Discover G Stack, the AI engineering framework transforming Claude Code into a development powerhouse. Learn Garry Tan's agent-based workflow that codes fast...
Claude Code AI: How Garry Tan Built the Ultimate Agent Software Stack
Key Takeaways
- G Stack revolutionizes AI-assisted coding by implementing a team-based approach with specialized skills and roles, mirroring real development teams
- The agent era demands proper scaffolding, not raw model intelligence—thin harness, fat skills is the winning strategy
- Office Hours skill replicates YC's proven methodology, using forcing questions to validate ideas before building
- Browser automation and adversarial review catch critical issues early, improving quality from 6/10 to 8/10 automatically
- Parallel processing enables 10-15 concurrent projects, with 80-90% time spent on planning and review rather than raw coding
- The barrier to building software has collapsed—the only question remaining is what you'll create
The Agent Era: Why Traditional Coding is Obsolete
We've entered a completely new era of software development. Garry Tan, President and CEO of Y Combinator, spent a decade as a full-time engineer at Palantir, co-founded Posterous (acquired by Twitter), and built YC's internal knowledge platform Bookface. His credentials are unquestionable. And his assertion is radical: the way to build with AI agents mirrors how humans always built—as teams, with roles, with process, with review.

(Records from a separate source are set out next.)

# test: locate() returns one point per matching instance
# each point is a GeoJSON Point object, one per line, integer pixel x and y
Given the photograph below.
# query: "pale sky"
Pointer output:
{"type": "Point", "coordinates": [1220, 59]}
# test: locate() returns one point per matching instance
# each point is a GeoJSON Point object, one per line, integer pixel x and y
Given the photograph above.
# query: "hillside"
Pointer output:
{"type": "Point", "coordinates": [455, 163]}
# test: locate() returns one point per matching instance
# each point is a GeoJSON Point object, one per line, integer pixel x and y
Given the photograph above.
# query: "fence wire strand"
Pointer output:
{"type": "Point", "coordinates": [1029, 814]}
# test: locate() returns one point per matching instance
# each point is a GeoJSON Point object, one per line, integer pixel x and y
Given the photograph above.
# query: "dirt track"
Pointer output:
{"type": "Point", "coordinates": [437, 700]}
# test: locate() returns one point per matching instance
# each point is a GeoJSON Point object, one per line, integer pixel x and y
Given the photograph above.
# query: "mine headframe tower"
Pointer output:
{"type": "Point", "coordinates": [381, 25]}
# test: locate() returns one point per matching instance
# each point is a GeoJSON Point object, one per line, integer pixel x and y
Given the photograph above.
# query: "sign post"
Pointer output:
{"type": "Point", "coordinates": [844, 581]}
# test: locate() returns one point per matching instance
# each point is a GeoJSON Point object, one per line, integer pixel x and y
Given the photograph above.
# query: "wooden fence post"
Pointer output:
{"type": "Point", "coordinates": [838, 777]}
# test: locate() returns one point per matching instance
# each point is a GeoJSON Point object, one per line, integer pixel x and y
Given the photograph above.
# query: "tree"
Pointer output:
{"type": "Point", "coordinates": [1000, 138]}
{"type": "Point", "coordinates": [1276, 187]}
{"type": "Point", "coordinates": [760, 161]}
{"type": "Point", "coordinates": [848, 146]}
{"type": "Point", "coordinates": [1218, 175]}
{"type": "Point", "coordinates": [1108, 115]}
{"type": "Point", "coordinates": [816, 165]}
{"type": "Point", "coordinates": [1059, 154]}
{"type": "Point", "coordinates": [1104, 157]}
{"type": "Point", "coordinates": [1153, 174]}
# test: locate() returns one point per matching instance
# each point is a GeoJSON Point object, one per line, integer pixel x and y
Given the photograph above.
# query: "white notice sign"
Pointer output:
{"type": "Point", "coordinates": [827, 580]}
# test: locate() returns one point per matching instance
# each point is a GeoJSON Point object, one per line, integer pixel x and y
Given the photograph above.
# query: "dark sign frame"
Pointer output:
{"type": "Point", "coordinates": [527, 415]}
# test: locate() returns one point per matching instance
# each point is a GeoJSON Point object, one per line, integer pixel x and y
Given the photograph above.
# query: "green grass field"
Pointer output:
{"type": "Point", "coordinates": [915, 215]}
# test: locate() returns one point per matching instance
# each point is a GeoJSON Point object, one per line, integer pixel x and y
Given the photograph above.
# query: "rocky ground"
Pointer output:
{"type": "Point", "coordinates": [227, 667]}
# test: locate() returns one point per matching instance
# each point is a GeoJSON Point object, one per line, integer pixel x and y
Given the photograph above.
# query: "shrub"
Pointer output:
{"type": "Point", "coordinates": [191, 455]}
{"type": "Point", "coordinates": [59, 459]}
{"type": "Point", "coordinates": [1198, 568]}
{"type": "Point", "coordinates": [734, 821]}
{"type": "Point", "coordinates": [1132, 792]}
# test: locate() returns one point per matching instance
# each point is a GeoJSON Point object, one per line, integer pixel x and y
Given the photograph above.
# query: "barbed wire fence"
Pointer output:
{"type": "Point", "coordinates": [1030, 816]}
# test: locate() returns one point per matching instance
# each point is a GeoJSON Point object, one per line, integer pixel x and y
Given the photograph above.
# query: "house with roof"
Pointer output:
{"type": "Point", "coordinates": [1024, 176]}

The catalyst came when Tan heard legends like Andrej Karpathy and Boris Cherny admit they'd stopped writing code manually. He started experimenting with Claude Code in January and became "completely hooked." In just two months, he coded more than he did in all of 2013, the last year he worked intensively as an engineer. The result? He essentially rebuilt Posterous—a platform that originally took two years, a co-founder, and ten engineers—largely through Claude Code sessions.
But here's the critical insight: raw model intelligence isn't the bottleneck. Out of the box, Claude produces plausible-looking code that silently breaks because the model "wanders" without understanding your specific data, architecture, and context. It guesses at scale. This is where most AI coding efforts fail. The solution isn't a smarter model; it's better scaffolding.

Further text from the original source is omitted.